These are the key concepts you need to understand to accurately answer the question.

Enthalpy Calculation
Enthalpy is a key concept when dealing with any thermodynamic process. It measures the total heat content of a system. In our exercise, we calculate the enthalpies of both dry air and water under changing temperatures.
In this adiabatic cooling process, we consider the specific heat capacity of air and the heat of vaporization for water. The change in enthalpy \( \Delta H \) is essential for understanding how energy is exchanged within the system, even when no heat is transferred to the outside.
You derive expressions for the enthalpies as functions of the outlet air temperature. By substituting these into your energy balance equation, you can form a fourth-order polynomial equation. Tools like spreadsheets or MATLAB can then solve for the final temperature, making the calculation easier.
Remember, in the context of enthalpy calculation, the goal is to comprehend how energy transformations occur within the system without external heat exchanges.
Energy Balance
In thermodynamics, an energy balance helps track how energy enters, exits, or gets transformed within a system. This concept is central to our spray cooler scenario.
For this adiabatic process, remember that adiabatic means no heat transfer with the surroundings, hence \( Q = 0 \). The energy balance equation changes to \( 0 = W + \Delta H \), leading us to focus on changes in enthalpy, or \( W = -\Delta H \).
You balance the energy by considering the air and water interactions. As sprayed water evaporates, it requires energy, which is extracted from the air. This reduction in the air's thermal energy (due to evaporation) is the core of cooling air without changing the system's overall energy with the environment.
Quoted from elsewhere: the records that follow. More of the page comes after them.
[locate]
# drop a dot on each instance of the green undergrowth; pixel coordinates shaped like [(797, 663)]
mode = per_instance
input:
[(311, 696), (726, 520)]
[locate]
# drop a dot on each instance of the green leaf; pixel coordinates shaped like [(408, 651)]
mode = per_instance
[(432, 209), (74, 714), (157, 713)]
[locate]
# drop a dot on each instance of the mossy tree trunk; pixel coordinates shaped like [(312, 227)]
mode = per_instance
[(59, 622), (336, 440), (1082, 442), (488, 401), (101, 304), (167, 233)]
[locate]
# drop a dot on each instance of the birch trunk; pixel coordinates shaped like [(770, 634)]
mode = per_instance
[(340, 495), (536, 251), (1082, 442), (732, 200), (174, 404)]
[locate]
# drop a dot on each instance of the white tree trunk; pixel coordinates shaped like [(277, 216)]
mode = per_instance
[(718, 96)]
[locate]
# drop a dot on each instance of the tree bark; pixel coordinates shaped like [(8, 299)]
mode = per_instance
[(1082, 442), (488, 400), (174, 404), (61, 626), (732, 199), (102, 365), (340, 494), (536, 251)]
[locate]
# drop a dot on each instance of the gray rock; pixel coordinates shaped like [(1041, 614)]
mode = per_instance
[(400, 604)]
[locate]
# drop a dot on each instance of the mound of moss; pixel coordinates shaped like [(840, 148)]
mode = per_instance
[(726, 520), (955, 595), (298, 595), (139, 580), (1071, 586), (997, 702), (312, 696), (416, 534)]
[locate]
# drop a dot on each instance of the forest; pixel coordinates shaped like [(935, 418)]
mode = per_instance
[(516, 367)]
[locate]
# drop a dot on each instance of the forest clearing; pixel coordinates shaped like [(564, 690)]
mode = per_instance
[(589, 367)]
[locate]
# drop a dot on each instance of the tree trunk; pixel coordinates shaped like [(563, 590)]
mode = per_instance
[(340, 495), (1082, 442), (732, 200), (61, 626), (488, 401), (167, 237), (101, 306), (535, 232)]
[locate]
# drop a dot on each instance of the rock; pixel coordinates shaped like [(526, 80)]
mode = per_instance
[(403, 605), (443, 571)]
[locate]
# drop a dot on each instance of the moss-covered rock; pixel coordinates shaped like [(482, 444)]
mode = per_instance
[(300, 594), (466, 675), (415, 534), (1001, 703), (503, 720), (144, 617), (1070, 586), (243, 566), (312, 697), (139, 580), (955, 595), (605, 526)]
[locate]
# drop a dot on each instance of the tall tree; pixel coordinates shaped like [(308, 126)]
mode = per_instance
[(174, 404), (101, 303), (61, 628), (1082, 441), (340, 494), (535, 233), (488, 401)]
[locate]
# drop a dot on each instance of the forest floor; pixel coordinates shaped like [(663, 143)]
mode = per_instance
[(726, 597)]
This principle mirrors natural processes like sweating, where no external energy is added, but heat is used to transform liquid water to vapor, thus cooling the body.
Spray Cooler Process
The spray cooler is a fascinating industrial application of adiabatic cooling. Here, water droplets are sprayed into a stream of hot air, creating a cooling effect.
Here's how it works: hot air flows into the spray cooler where a fine mist of water is introduced. The mist evaporates, requiring energy to transform from liquid to vapor. This energy is absorbed from the hot air, lowering its temperature.
In our exercise, the efficiency of this process is demonstrated through calculations. You find that all the heat from the hot air goes into evaporating the water. The air's temperature drop reflects this transfer of energy.
Think of the spray cooler like a cooling tower or even an air conditioner, where evaporation of water or another fluid removes heat, subsequently cooling the air. Understanding this process in industrial settings can help design more efficient systems for temperature management in various applications.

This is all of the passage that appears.